Field mappings are defined in feed provider YAML and consumed by the dbt generator to produce staging models. Each mapping specifies a target CDM column, an optional source field, and a QFSQL transformation:

field_mappings:
- target: trade_id
source: trade_id
transformation: "str_concat('binance_', cast_safe(trade_id, string))"
- target: price
source: price
transformation: "cast_safe(price, numeric)"
- target: event_time
source: trade_time
transformation: "timestamp_ms(cast_safe(trade_time, bigint))"
is_time_filter_field: true
- target: venue
transformation: "'binance'" # constant injection — no source field
- target: processed_time
transformation: "current_timestamp()" # computed column — no source field

At least one mapping must set is_time_filter_field: true for incremental loading. Mappings without a source field inject constants or computed values. See Ingestion & Feed Providers for the full feed provider configuration.


Engine Adapter System

A plugin-based architecture.

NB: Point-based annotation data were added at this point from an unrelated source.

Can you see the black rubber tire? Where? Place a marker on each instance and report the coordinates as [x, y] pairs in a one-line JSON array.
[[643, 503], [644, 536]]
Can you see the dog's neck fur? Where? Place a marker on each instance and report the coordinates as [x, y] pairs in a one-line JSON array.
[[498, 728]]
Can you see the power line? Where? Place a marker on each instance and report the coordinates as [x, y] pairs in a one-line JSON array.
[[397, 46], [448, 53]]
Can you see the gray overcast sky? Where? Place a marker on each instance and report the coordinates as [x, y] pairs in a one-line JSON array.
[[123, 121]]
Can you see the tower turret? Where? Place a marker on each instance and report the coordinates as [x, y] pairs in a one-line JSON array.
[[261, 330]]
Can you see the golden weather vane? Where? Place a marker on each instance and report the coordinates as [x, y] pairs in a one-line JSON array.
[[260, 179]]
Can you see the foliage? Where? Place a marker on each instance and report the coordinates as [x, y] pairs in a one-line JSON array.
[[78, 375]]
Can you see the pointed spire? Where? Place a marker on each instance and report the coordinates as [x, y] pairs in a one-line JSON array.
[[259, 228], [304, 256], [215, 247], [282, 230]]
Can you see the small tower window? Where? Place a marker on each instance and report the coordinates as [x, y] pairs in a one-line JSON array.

Each engine adapter (BigQueryAdapter, SnowflakeAdapter, DuckDBAdapter, TrinoAdapter) defines:

CapabilityBigQuerySnowflakeDuckDB/Trino
incremental_strategyinsert_overwritemergedelete+insert
Partition supportYes (hour)DDL-basedNo
Cluster supportYesDDL-basedNo
source_database()Project IDDatabaseNone
source_schema()DatasetSchemaSchema

All adapters register via @register_adapter and provide macro_definitions() using the {engine}__{macro_name} dbt dispatch convention.


Jinja2 Templates

TemplateRenders
project.yml.j2dbt_project.yml with model materializations, vars, paths
sources.yml.j2Source definitions with column types, tags, meta
vendor_dataprocessing.sql.j2WITH source AS ({{ source(...) }}) SELECT ... with QFSQL field mappings
union_model.sql.j2UNION ALL across vendors, composite cdm_id, incremental filter
profiles.yml.j2Engine-specific connection blocks

Templates use dbt pass-through globals (source(), ref(), config(), is_incremental()) and dispatch macros (to_timestamp(), concat(), cdm_staging_config()) — all rendered as literal {{ ... }} Jinja2 strings that dbt resolves at runtime.